Schlechte Schülerleistungen in Mathematik werfen Fragen zur Unterrichtsqualität, Sprachenpolitik und zum Lehrermangel auf

Mint gewinnt

d'Lëtzebuerger Land du 26.08.2016

Luxemburgs Sekundarschulen suchen händeringend Lehrer in den Fächern Mathematik, Naturwissenschaften und Französisch. Von 27 freien Stellen für Mathematiklehrer laut Rekrutierungsplan der Regierung konnten im Schuljahr 2015/2016 lediglich zwölf besetzt werden, im Fach Chemie von zehn nur sechs, in der Physik von vier vakanten Stellen eine, von 20 Biologielehrerposten blieben sogar 14 unbesetzt. Und von 27 gesuchten Französischlehrern konnten nur zwölf rekrutiert werden. Das geht aus einer Antwort von Erziehungsminister Claude Meisch (DP) auf die parlamentarische Anfrage des Déi-Lénk-Abgeordneten David Wagner hervor.
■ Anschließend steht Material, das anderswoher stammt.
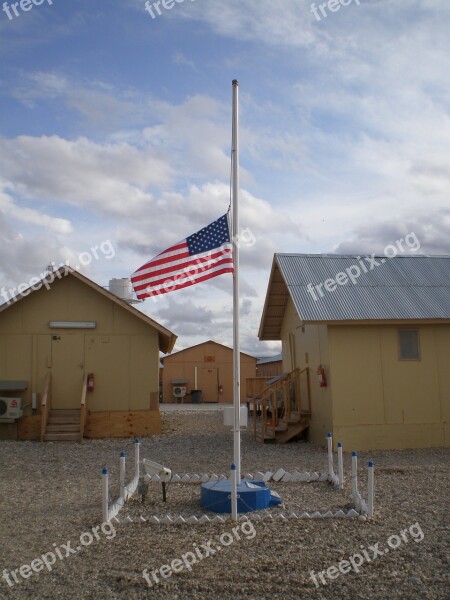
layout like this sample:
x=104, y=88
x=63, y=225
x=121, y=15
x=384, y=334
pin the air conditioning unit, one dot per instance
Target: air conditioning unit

Nun ist der Lehrermangel in der Mathematik und in den Naturwissenschaften nichts Neues. Er ist ein Dauerbrenner, der das Ministerium beziehungsweise die Schulen seit Jahren plagt. Schon unter Meischs Vorgängerin hatten Schulen wiederholt den Mangel beanstandet, daraufhin wurden mehr Stellen ausgeschrieben. Der Bedarf konnte trotzdem nicht gedeckt werden. Um dem schlimmsten Druck zu begegnen, setzte Mady Delvaux-Stehres (LSAP) damals ausnahmsweise auf Mathematiklehrer aus Belgien und Frankreich, obwohl das Beamtenrecht eigentlich vorschreibt, dass an öffentlichen Schulen nur Lehrer unterrichten dürfen, die alle drei Amtssprachen fließend können. Zwölf Lehrer wurden auf diesem Wege eingestellt, als Auflage bekamen sie, Luxemburgisch zu lernen. Was sie auch taten: Kürzlich wurden die letzten von ihnen in ihrem Amt bestätigt.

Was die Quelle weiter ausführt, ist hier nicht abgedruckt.